On International Woman’s Day Montessori Centre International held an event at the House of Lords celebrating the life of Maria Montessori and her legacy as an educator. Montessori was an early female pioneer, who throughout her career played a significant role in shaping future leaders and supporting global equality. This year celebrates 100 years since Montessori first delivered teacher training in the UK; and as part of this celebration our Deputy Manager Kate Unsworth was asked to join Barbara Issacs (MCI’s Global Ambassador) and Judith Cunningham (the founder of Montessori Model United Nations), to contribute a short speech discussing how Montessori’s vision and values are still as relevant today as they were 100 years ago, and how she strives daily within her role here as a teacher to promote Montessori’s vision of the child as an agent of change.
For those interested please find Kate’s speech in its entirety below:
“Establishing lasting peace is the work of education; all politics can do is keep us out of war”
Considering our surroundings, I share this particular Montessori quote along with the merest pinch of salt, but believe it to be true, nonetheless. Through her work Montessori strove to promote the concept of each and every one of us belonging to one race; the human race.
I am lucky enough to teach in a beautiful and very multicultural Montessori setting in North London. The nursery is a buzzing microcosm of a global community, with children from every corner of the globe working, learning and growing alongside one another; sharing languages, cultural traditions and religious celebrations. The children discover first-hand the differences and similarities between their home lives and that of their friends. They work and play harmoniously and cohesively, delighting in the difference of race, gender and religion amongst them.
I see it as my duty, as an educator and custodian of Montessori’s values and vision, to support this connection, to strengthen these bonds and enable the children to deepen their understanding of and compassion for one another, so that it extends beyond the nursery walls, and out into the world at large. I believe it is of utmost importance to teach the children to embrace diversity, to learn from one another and create a community in which they all belong.

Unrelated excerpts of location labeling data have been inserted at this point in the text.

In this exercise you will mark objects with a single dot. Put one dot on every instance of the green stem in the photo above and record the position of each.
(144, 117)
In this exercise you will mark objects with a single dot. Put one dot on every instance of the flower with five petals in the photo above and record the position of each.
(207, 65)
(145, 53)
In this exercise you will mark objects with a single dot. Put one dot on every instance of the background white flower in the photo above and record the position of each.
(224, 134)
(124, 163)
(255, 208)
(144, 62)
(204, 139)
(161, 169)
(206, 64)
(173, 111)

As well as being a Montessori teacher I am also a Montessori mother, and my three-and-a-half-year-old attends the setting where I work. We are currently in the throes of preparing her for “big school”, and when talking about it the other day she said, “mummy, I wonder what kind of slippers I’ll wear at big school”, and my heart broke a little telling her that she won’t wear slippers at big school, she’ll just wear her outdoor shoes. “Inside?” she asked, “But then the lovely classroom floor will get all dirty! I won’t wear my outdoor shoes inside, I will take them off so the floors will stay nice and lovely”, and I thought, “yes, my girl!” The world needs more people who care about “keeping the floors nice and lovely”.
Let us raise a generation that wants to take off their outdoor shoes. In this time of global uncertainty and division, may we look to the children as not only the agents of change, but as our true inspiration. May we view the world through their eyes, and may we greet our neighbours with the voice of the child, the voice of compassion, the voice of humility, the voice of love.
Maria Montessori said that, “within the child lies the fate of the future”, and I personally think that the future couldn’t be in better hands.